De Gaulle a été le dernier dirigeant qui a su créer le sentiment que la France était universelle, en lançant des projets d’envergure et en glorifiant la notion d’une France au service de l’humanité. Depuis, par manque de vision ou de leadership, plus un programme d’état d’envergure (au sens où, s’il réussit, le pays peut compter dessus pendant 50 ans pour en vivre). On amuse la galerie avec différents programmes (cf les récents pôles de compétitivité) mais la révolution de l’informatique, qui constitue le fait industriel majeur des trente dernières années a été manquée et on semble s’y résigner. Il y a toujours un corps des Mines, alors que les Mines n’existent plus depuis longtemps, mais il n’y toujours pas de Corps de l’Informatique.

2. Indépendamment de tout problème lié à ses dirigeants, l’Etat s’est de plus volontairement retiré de l’Industrie depuis 30 ans.

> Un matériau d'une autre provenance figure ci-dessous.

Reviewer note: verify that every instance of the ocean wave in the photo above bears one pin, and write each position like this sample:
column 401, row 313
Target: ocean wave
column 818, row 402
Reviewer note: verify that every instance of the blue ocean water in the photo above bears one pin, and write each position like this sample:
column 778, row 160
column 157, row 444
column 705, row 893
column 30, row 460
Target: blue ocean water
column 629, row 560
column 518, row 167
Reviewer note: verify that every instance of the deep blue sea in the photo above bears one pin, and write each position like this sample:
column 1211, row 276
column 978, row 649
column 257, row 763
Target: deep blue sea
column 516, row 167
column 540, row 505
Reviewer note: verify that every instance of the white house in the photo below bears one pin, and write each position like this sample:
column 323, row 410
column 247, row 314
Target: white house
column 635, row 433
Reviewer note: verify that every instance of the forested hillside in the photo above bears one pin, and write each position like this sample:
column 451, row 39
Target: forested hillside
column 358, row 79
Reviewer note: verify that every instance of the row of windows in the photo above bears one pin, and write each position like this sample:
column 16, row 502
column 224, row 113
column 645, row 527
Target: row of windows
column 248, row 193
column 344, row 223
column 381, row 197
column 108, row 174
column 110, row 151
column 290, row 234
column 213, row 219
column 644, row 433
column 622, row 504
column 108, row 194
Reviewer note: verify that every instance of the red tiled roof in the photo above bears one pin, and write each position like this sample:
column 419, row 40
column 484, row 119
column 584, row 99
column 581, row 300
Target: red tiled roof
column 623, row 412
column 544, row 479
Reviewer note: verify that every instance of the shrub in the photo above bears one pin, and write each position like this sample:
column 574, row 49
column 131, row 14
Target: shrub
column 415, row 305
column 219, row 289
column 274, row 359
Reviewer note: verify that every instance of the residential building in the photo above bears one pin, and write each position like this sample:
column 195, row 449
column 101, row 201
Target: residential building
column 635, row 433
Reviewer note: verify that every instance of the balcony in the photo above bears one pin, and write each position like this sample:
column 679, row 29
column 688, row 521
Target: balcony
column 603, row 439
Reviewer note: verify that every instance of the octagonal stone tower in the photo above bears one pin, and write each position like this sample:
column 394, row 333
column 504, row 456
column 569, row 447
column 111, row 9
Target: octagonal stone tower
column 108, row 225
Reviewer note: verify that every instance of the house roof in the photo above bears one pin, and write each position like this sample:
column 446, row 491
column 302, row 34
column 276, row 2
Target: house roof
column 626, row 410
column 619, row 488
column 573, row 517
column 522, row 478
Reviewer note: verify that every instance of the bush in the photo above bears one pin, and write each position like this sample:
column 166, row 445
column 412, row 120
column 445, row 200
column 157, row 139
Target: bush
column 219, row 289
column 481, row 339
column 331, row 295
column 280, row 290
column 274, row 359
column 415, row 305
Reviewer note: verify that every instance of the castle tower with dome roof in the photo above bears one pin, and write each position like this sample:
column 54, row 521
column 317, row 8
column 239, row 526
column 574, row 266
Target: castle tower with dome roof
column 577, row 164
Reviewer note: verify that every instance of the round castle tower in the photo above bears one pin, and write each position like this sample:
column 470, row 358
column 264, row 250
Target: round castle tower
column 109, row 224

La droite prône ce retrait par libéralisme, ne se rendant pas compte que l’Etat, se retirant, ne laisse derrière lui qu’un désert que les entreprises sont incapables de combler, quoi que prétende le Patronat. L’Europe a renforcé ce phénomène en interdisant toute initiative d’envergure des états par idéologie et en ne sachant pas susciter elle-même de nouvelles directions.

La gauche a agi de façon pire encore en multipliant le nombre de fonctionnaires inutiles simplement pour lutter contre le chômage – qui plus est en s’en vantant. Pour reprendre le paradigme de la montre, dont je parlais plus haut, la droite prétend que les montres sont devenues inutiles – ce que personne de sensé ne peut vraiment croire, mais la gauche a créé de nouvelles montres, ressemblant en tous points à de vraies, y compris au niveau du mécanisme intérieur, à la différence près qu’elles n’ont pas d’aiguilles et qu’on n’a même plus l’espoir de jamais y lire l’heure. Dans un contexte où les hauts fonctionnaires – et beaucoup de fonctionnaires – acceptaient finalement leur condition financière relativement modeste au nom d’un idéal de progrès, la gauche a une grande responsabilité dans la destruction morale d’une des forces majeures du pays, qu’elle s’attachait pourtant à protéger. Ce que la droite la plus libérale n’aurait sans doute jamais pu accomplir, la gauche l’a fait, en enlevant, au sens propre, son ressort à l’administration.

3. Une tendance internationale

Depuis 40 ans, tous les regards sont tournés vers l’Amérique. L’Union Soviétique s’est effondrée, la France a une existence politique diminuée et l’Europe n’existe toujours pas. Les américains ont gagné la bataille de la communication et le modèle de l’intérêt commun organisé et centralisé (l’Etat français) paraît bien désuet face au modèle de l’intérêt individuel triomphant et décentralisé. Les anciens pays communistes, la Chine regardent vers les Etats-Unis bien plus que l’Europe, vue comme une sorte d’état intermédiaire, de purgatoire, entre la dictature communiste et le Nirvanã américain. La publicité, le cinéma renvoient cette image d’individualisme forcené qui est de plus en plus vécue comme le stade ultime de l’évolution de l’homme vers la liberté entamée, en gros, en 1789. C’est l’Amérique qui fixe nos valeurs et peut-être bientôt notre langue. En tous cas, c’est l’Amérique que les élites françaises regardent et qu’elles admirent – ou souvent dénigrent, ce qui est en fait exactement la même chose. Le dénigrement typiquement français envers les USA n’est que la face cachée de l’envie, on s’en rend bien compte quand on voit la fierté et la gratitude démesurées que ressent le pays quand l’Amérique daigne nous octroyer l’Oscar.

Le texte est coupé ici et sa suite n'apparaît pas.